A. Yes--a voice grade telephone line is only ‘conditioned’ to support data transmission speeds of 28K.  At one time this was more than sufficient, as other forms of data communications, such as fax, only used 9.6K.  Conditioning refers to putting circuitry on the line to cut down echo, crosstalk (leakage of one conversation onto another circuit) and loss of signal strength. However, over time, the quality of a line may deteriorate as connections in the line (the splice blocks that you may see after every 5th or so pole) oxidize, etc. When you establish a connection, the two modems involved ‘negotiate’ the connection to determine how fast they may exchange data--this is the hissing, honking and beeping that you hear through the modem's speaker.  Once the modems have negotiated a connection, if they detect errors, they may have to ‘retrain’ which involves negotiating a slower connection.  It is rare that they will work up to a faster connection than the speed established at connection time. To get a nominal 56K connection, you must have a high quality phone line.  US Robotics has a line test BBS system that you can call to measure the quality of your line--note that it is not a web site that you access through the internet, as that would not measure your connection speed--you must dial it directly.  You may read about it the page that comes up on this search: <http://www.usr.com/support/s-search-results.asp?search-section=%2Fsupport&search-terms =line+test&searcg.x=10&search.y=16>  If you get a report that your line quality is bad, call your telephone company and tell them about it.  If you have ‘numbers’ that is much more convincing to them than just a general complaint.

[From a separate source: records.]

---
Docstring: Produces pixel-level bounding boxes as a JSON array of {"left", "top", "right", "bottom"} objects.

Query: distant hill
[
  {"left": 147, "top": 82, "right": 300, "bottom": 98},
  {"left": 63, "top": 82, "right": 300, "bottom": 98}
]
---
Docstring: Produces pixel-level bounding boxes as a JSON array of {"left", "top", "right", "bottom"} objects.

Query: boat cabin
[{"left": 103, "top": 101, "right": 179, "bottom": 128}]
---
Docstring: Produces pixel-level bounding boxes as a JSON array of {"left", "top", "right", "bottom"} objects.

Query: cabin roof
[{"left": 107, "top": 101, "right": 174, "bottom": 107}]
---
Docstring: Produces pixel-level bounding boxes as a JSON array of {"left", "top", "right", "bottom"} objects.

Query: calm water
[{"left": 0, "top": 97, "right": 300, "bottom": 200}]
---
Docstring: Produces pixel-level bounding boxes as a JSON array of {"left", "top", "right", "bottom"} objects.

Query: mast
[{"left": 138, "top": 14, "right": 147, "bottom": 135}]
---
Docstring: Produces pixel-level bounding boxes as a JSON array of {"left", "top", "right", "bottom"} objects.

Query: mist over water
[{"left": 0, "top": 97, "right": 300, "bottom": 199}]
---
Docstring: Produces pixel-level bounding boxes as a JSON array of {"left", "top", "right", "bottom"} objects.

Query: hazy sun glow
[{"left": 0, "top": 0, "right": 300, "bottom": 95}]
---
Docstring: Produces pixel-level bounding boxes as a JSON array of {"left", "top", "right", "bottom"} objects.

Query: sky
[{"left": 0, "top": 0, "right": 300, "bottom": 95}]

Q. The drive activity light on my drive is continuously on.  Why would this be?

A. There are several things this could be. First, if you are running memory-intensive applications (such as a photo-editor, or a CAD program); then, if you don't have enough real memory (RAM), then Windows will use ‘virtual memory’ and take pieces of memory assigned to a program and write it to the swap file,a special area of your disk that is used to support virtual memory.  If you have enough RAM, then it could be other things-such as utility programs like Norton Disk Doctor, Speed Start, Fast Load, etc. Microsoft loads a utility that indexes all of your Microsoft Office documents so that when you do a search it will find things. Other applications will partially load--for example Microsoft loads most of Office into memory (the DLLs), even if you are not running Office at the moment. Other notorious users of RAM are all of the things that support various multimedia file formats, such as RealPlayer. You don’t want these things to be loaded until you need them.  If you have the RealPlayer blue ‘R’ next to your clock in the system tray, it’s loaded. Download the free utility StartStop to see what has been launched in your machine.


Bruce Preston is president of West Mountain Systems, a consultancy in Ridgefield, CT, specializing in database applications. A DACS director and moderator of the Random Access segment at the monthly general meetings, Bruce also leads the Access SIG.